Balancing oxidative stress begins with lifestyle. Both Phillips and McDonald emphasize that regular exercise and proper nutrition remain the most effective ways to preserve muscle health.

Physicians recommend resistance training for increasing muscle strength and power. Muscle loss with aging cannot be prevented, but it can be slowed with lifestyle choices.

“Resistance training is king, and good nutrition is queen,” Phillips said. “Until we invent the anti-aging pill, we’re left with lifestyle choices.”

Sarcopenia is not inevitable. Resistance and strength training, combined with adequate protein and vitamin D intake, can slow muscle loss and preserve independence.

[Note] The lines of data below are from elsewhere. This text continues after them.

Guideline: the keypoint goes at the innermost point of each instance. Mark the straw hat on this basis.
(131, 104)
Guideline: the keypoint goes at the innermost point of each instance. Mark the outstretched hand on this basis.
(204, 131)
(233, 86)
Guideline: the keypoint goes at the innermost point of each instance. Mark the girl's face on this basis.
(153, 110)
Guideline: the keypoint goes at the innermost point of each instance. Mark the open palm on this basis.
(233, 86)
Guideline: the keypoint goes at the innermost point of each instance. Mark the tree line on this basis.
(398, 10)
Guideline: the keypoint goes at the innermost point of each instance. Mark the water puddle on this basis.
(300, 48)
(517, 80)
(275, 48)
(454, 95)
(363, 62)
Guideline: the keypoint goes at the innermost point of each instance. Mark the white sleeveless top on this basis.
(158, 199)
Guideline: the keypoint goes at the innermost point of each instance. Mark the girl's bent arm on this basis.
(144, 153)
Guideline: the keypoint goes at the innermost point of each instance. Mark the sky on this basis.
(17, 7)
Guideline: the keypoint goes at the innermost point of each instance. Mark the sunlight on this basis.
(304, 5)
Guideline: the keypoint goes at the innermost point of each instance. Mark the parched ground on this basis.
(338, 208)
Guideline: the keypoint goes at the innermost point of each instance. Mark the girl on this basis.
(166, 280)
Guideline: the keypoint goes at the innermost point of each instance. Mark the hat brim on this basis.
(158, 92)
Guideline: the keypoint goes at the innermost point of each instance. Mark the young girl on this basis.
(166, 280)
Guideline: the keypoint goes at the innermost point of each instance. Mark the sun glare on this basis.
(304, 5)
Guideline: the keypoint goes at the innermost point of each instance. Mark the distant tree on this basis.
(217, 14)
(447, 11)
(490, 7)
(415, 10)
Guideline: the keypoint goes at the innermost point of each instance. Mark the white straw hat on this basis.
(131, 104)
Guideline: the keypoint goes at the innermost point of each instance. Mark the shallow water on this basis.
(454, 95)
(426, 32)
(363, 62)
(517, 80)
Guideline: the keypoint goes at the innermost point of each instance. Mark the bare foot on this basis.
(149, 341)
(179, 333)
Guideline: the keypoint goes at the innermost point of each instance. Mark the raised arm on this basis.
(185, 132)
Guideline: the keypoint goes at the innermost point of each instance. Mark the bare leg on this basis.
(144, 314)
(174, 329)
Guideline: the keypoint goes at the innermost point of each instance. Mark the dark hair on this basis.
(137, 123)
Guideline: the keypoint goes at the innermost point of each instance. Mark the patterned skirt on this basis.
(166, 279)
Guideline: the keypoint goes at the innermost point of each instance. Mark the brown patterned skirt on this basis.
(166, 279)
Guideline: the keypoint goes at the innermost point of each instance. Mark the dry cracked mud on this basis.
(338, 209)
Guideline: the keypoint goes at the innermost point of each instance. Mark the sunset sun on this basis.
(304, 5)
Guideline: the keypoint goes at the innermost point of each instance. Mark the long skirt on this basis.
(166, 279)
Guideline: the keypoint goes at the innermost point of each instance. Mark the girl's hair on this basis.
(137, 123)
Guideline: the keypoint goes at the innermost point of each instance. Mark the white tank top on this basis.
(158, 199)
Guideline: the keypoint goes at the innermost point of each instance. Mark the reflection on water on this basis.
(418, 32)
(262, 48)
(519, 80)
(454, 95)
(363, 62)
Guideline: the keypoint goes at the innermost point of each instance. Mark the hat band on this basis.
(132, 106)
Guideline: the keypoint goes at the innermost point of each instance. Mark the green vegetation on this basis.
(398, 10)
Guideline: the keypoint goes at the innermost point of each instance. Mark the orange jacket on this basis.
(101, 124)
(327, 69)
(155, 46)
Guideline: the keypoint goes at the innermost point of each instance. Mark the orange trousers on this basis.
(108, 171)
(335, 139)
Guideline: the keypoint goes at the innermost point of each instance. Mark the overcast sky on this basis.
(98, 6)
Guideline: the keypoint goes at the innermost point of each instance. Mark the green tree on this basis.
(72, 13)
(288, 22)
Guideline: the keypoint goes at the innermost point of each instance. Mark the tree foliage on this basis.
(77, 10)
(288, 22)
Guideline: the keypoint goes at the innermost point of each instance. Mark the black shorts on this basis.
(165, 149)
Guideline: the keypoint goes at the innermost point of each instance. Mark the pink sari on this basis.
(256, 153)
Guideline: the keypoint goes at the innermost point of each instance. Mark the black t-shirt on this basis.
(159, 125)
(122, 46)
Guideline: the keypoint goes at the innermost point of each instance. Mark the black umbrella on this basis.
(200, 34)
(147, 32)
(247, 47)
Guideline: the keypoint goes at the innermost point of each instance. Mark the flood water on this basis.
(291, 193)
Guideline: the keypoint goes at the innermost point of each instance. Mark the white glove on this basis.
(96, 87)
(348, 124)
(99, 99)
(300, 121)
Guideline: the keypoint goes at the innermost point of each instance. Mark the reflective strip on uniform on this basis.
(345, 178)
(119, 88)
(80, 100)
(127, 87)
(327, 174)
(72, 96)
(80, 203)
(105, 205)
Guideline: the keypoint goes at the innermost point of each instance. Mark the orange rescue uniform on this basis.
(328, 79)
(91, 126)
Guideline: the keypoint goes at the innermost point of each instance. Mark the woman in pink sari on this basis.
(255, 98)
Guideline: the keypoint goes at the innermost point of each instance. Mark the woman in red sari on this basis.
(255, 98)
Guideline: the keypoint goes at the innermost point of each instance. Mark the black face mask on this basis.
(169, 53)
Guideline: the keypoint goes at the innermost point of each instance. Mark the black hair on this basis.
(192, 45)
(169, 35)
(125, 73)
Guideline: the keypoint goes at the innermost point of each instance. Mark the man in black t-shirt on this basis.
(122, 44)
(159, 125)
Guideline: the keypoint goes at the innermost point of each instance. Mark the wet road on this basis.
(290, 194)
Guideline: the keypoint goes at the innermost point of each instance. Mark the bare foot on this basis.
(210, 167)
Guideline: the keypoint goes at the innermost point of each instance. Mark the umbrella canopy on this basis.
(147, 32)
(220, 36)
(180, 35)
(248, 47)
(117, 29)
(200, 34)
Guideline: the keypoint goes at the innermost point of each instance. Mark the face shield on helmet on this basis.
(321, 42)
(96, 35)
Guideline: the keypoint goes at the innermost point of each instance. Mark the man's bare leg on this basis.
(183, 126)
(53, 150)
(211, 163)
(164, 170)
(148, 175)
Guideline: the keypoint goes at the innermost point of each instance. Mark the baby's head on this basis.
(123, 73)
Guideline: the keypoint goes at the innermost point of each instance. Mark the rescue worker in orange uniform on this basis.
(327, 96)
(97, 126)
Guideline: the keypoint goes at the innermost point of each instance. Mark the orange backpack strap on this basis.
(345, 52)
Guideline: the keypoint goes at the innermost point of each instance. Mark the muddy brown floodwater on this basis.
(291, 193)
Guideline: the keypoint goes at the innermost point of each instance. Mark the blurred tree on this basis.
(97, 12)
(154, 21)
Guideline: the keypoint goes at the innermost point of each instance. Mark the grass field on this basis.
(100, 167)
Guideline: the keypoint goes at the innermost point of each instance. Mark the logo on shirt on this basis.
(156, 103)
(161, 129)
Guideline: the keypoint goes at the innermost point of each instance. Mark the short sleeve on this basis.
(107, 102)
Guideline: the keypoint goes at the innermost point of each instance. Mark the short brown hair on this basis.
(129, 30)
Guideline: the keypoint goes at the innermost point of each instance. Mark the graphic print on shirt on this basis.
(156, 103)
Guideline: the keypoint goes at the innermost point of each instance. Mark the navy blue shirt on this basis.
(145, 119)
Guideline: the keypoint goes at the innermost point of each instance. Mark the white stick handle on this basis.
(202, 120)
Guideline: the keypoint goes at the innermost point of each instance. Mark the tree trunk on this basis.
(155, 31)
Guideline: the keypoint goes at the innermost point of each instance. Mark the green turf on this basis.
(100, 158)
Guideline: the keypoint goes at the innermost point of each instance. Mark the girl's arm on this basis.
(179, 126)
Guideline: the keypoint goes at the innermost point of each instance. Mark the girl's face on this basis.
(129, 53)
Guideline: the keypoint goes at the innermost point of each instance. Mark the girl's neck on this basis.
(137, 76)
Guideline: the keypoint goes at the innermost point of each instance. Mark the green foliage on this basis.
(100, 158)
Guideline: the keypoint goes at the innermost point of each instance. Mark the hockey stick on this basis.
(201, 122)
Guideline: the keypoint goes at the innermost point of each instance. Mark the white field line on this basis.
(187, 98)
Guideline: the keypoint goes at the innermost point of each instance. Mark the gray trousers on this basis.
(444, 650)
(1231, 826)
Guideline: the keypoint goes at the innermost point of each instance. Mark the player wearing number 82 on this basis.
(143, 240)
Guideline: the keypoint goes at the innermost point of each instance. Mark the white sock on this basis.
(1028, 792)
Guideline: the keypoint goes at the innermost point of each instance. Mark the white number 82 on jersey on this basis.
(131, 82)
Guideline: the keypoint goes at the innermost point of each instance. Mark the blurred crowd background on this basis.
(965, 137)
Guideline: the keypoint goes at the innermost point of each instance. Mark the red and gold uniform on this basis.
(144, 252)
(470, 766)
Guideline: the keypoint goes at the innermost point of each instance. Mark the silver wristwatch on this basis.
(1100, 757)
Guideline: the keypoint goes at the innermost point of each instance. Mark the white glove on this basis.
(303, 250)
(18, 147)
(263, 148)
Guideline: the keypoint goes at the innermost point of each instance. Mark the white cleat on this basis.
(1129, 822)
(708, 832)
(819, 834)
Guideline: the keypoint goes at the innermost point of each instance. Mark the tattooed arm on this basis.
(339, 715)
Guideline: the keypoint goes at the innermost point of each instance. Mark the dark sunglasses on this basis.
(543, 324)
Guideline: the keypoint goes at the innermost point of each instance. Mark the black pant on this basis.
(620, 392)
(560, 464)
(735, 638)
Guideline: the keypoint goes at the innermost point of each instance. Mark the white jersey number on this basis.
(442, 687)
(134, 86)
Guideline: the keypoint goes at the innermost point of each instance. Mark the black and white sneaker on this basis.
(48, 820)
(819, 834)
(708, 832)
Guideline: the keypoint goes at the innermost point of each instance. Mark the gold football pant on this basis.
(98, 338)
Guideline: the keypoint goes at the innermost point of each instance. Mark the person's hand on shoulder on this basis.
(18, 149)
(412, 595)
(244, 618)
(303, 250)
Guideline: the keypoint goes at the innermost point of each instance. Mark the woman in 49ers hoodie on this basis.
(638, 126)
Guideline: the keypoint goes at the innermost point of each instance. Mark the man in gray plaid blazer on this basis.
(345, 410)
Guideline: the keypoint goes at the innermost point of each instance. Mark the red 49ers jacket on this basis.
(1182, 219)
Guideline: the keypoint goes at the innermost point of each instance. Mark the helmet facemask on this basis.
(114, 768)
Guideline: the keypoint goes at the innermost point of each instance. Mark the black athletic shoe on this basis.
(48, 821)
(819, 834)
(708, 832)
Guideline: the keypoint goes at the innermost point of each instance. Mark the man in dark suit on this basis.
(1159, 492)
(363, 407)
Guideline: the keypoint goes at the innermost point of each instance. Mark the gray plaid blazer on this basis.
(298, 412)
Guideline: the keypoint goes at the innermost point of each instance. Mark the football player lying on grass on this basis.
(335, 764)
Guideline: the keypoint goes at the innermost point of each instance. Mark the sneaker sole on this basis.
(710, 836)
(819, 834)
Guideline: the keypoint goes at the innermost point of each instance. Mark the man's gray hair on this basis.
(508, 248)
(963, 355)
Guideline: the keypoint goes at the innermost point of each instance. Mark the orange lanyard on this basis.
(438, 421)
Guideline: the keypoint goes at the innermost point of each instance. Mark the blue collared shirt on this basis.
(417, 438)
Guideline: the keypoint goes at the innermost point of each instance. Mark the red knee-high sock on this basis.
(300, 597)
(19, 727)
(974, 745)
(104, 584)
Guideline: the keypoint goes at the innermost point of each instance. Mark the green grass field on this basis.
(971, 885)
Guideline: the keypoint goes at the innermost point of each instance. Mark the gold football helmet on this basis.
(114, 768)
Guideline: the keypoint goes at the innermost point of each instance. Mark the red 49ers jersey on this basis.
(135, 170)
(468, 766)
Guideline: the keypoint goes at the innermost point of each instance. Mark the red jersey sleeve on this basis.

Evolutionary biology shows that species adjust ROS-regulating proteins based on their muscular demands, flying, sprinting or swimming. Humans cannot evolve that quickly, but exercise triggers epigenetic changes that enhance muscle function and antioxidant response even late in life.

No amount of exercise will increase a human’s lifespan. Instead, Phillips said, people should be focusing on increasing “healthspan.”

McDonald agrees: “We should be realistic but optimistic. It may not be running a marathon again but getting out of the house to have lunch with friends.”